Test du Mobula 7

Le Mobula 7 appartient à cette catégorie d’appareils qui ont fait basculer le vol en immersion du terrain de club vers le salon et le jardin. Sous ses soixante-quinze millimètres de diagonale et sa trentaine de grammes, cette petite machine carénée embarque une chaîne complète : moteurs sans balais, contrôleur de vol, émetteur vidéo et récepteur radio. Après plusieurs mois d’usage, en intérieur comme en extérieur, le verdict tient en une formule : un excellent outil d’apprentissage, à condition d’accepter des vols courts et une logistique de packs.
Un whoop de 75 mm : ce que le format implique
La famille des whoops se définit par un châssis en plastique souple dans lequel les hélices tournent à l’abri de carénages circulaires.
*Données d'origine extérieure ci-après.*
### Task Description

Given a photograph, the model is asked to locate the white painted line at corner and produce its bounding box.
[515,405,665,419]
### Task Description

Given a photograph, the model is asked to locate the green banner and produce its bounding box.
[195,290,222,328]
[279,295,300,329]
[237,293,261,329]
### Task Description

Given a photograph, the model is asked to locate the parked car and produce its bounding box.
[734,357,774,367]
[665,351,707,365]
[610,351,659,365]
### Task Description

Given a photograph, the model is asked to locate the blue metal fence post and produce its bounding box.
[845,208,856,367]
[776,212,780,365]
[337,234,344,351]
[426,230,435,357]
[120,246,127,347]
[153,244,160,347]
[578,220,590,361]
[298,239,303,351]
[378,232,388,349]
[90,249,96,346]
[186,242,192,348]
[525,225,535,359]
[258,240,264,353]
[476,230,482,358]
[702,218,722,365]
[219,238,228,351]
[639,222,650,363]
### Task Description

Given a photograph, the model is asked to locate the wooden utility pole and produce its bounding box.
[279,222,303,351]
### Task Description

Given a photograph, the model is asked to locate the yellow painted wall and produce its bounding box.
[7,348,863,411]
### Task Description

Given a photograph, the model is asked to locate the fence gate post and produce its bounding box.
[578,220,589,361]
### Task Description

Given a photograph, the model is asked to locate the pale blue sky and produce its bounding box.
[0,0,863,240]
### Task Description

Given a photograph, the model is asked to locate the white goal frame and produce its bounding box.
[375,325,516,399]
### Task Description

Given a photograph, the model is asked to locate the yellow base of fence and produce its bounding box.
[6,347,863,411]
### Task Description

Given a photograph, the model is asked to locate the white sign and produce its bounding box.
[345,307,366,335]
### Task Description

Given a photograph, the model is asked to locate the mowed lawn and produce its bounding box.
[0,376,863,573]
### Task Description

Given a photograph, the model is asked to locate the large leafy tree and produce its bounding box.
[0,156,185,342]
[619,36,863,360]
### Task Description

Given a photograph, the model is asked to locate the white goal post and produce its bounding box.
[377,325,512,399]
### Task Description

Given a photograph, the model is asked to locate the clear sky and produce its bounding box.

Cette architecture change tout : la machine rebondit sur les murs au lieu de se briser, les hélices ne touchent ni les meubles ni les mains, et le bruit reste contenu. Elle impose en retour un rendement dégradé, puisque les carénages freinent le flux d’air, et une sensibilité marquée au moindre souffle de vent.
Le format 75 mm correspond au deuxième palier de cette famille. En dessous, autour de 65 mm, les machines volent en intérieur et se contentent d’un espace réduit. Au-dessus, à 85 mm et plus, l’appareil gagne en couple et en autonomie mais perd le confort d’usage domestique. Le format intermédiaire cherche l’équilibre : suffisamment tonique pour affronter un jardin par temps calme, suffisamment doux pour tourner autour d’une table.
La différence majeure avec les jouets volants du même gabarit tient au type de motorisation. Les moteurs sans balais montés ici délivrent une réponse immédiate à la commande de gaz, condition indispensable pour piloter en mode manuel. Un micro-drone à moteurs à charbons, lui, réagit avec un retard qui interdit tout apprentissage sérieux du vol acrobatique.
Ce que la machine embarque réellement

L’électronique se concentre sur une carte tout-en-un qui regroupe le contrôleur de vol, les quatre variateurs, l’émetteur vidéo et, selon les versions, le récepteur radio. Cette intégration explique le poids contenu de l’ensemble et la facilité de remontage, mais elle a une conséquence directe : une panne sur un seul de ces étages impose de remplacer la carte entière.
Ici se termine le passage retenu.